Pedro giró los hombros, intentando relajarlos. Había pasado la mayor parte del día arreglando una cerca rota y se moría de ganas de tomar un té.
Y el resto de la tarta de chocolate que Paula había hecho el día anterior.
No recordaba cuándo fue la última vez que comió algo tan rico. Se le hacía la boca agua sólo de pensarlo. Pero cuando alargó la mano para abrir la verja, se quedó helado.
—¿Pedro?
Paula.
Estaba en el porche de su casa, llamando a la puerta. Con un plato de algo que parecían sospechosamente galletas caseras.
A la luz del sol, su pelo brillaba con todos los tonos de una pieza barnizada de sándalo. No podía creer que el primer día le hubiera parecido poca cosa…
Pero no, aquello no podía pasar. Él no tomaba galletas con la vecina.
«Y tampoco das clases de ajedrez», le dijo una vocecita interior.
Sí, bueno, en cuanto encontrase la manera de escapar de las clases, lo haría.
—¿Pedro?
Paula se volvió entonces y, antes de que lo viera, Pedro se escondió entre los arbustos.
Los hombres adultos no se escondían detrás de los arbustos, pensó. ¿Qué había de malo en tomar una taza de té con ella? La del día anterior no lo había matado.
Pero sí, él sabía perfectamente lo que había de malo. Reconocía la soledad en sus ojos. Si tomaban otro té, se convertiría en una costumbre. Una cosa diaria. Paula empezaría a depender de él y… Pedro se miró las manos. No, no iba a dejar que eso pasara.
Había visto algo en ella el día anterior. Y sabía exactamente dónde llevaría ese algo porque, sin quererlo, había sentido una punzada de deseo. Y sería un idiota si se arriesgaba.
Si volvía a tomar el té con Paula Chaves, tarde o temprano acabarían en la cama.
Ese pensamiento lo hizo sentirse incómodo. Sobre todo, en la entrepierna.

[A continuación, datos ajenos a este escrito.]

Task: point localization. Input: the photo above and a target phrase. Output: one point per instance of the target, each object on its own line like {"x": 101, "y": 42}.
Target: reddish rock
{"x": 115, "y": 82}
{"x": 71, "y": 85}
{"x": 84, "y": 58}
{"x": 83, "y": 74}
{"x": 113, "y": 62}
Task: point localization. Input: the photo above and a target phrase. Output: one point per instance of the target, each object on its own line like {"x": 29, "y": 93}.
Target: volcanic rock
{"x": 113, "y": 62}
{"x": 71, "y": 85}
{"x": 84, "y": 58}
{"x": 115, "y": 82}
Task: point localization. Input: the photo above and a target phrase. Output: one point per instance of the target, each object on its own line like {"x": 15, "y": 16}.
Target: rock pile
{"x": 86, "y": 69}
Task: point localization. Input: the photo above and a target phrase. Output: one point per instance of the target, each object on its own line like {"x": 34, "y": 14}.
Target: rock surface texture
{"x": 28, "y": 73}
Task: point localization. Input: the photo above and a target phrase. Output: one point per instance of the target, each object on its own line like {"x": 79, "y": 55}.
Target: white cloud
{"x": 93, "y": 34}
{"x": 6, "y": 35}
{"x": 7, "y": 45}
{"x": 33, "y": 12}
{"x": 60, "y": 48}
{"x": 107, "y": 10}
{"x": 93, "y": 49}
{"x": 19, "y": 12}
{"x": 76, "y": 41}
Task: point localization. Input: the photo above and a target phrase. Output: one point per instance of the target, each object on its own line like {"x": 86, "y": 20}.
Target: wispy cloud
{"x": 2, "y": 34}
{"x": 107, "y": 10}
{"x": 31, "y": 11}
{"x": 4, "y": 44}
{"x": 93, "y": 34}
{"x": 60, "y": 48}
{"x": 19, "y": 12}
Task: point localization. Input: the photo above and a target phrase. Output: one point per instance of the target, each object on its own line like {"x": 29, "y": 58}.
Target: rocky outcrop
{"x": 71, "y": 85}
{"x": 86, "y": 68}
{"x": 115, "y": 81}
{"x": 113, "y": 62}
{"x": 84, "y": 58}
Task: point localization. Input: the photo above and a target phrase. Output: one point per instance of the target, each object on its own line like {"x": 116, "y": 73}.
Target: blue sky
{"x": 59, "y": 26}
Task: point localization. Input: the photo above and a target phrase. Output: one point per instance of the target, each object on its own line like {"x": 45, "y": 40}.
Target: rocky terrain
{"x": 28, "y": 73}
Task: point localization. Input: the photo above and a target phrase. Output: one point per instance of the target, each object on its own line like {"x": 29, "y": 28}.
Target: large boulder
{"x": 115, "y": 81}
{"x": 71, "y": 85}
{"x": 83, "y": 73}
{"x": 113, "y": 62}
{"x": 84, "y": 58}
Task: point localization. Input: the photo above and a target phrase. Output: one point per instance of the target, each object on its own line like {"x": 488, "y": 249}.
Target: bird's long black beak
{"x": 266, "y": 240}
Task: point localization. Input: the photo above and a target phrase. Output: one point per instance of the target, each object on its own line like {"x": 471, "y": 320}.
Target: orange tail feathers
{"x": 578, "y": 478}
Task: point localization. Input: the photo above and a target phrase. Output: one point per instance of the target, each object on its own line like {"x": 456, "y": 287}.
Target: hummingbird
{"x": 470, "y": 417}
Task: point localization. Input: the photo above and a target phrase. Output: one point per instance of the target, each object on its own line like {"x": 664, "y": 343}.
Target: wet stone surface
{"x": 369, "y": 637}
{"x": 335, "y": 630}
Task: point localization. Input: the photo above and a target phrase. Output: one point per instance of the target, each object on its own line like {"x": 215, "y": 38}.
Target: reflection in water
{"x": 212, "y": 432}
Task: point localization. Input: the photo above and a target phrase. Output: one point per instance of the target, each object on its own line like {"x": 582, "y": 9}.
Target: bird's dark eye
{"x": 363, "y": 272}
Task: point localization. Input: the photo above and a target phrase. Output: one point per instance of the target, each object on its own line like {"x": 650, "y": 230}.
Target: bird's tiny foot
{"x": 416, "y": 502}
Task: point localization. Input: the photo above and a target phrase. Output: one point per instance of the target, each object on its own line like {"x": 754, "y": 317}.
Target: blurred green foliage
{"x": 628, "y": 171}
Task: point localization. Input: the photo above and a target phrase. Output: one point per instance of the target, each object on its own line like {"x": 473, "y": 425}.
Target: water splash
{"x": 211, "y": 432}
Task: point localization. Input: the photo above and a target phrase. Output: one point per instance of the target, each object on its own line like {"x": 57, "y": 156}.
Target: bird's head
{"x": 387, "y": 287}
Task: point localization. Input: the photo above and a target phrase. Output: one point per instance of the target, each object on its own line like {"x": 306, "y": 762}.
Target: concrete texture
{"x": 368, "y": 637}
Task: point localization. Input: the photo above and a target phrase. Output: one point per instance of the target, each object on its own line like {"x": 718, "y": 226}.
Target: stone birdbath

Pero él sabía que las mujeres como Paula Chaves no tenían aventuras.
Y los hombres como él no ofrecían otra cosa.
De modo que se apartó de la verja y volvió por donde había llegado, con una mezcla de deseo y culpabilidad. Se decía a sí mismo que era lo mejor para los dos. Pero, por alguna razón, era incapaz de convencerse.
Entonces se enfadó, y el enfado dio alas a sus pies. Maldita fuera por invadir su espacio. Maldita fuera por invadir su refugio.